Section 415.50 of the Code of Civil Procedure provides, in relevant part, that summons may be served by publication if upon affidavit it appears to the satisfaction of the court in which the action is pending that the party to be served cannot with reasonable diligence be served in other specified manner, and that a cause of action exists against the party or he is a necessary or proper party to the action. But this is not the only pertinent statute. Section 413.30 of the same code directs that where no provision is made "in this chapter or other law" for service of summons, the court in which the action is pending may direct that summons be served in a manner which is reasonably calculated to give actual notice to the party to be served. Obviously, such a "manner" is at hand, for the Supreme Court has described it in Boddie (401 U.S. 371, 382 [28 L. Ed. 2d 113, 121]) as service at a defendant's last known address and posting. The other prerequisite mentioned in section 413.30 is also present, in that there really is no other provision made by law for service, because although publication is theoretically possible, practically there is no way of efficient publication save by the doubtful expedient of ordering public officials to make expenditures which no statute authorizes them to make. This would be a measure justifiable, if at all, only if it were the sole available means of carrying into execution the service of summons which plaintiffs, as indigent litigants, rightfully demand as an incident of due process.

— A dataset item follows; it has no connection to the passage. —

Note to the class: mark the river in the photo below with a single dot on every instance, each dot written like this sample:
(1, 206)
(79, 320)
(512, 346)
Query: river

Since neither the superior court nor any of its officers has been made a defendant to the present proceedings, we cannot direct positive action by the court. We affirm the judgment denying to plaintiffs a writ of mandate against the Board of Supervisors of Alameda County and the State Controller, on the ground that plaintiffs have an adequate remedy by the alternative method of service by summons under Code of Civil Procedure section 413.30, a remedy which they have not yet sought in the superior court.

The judgment denying plaintiffs declaratory relief in the form of an order directing defendants to pay for service by publication is likewise affirmed, because under the conclusions we have reached these defendants had no such obligation.

The judgment is affirmed.

Rattigan, J., and Christian, J., concurred.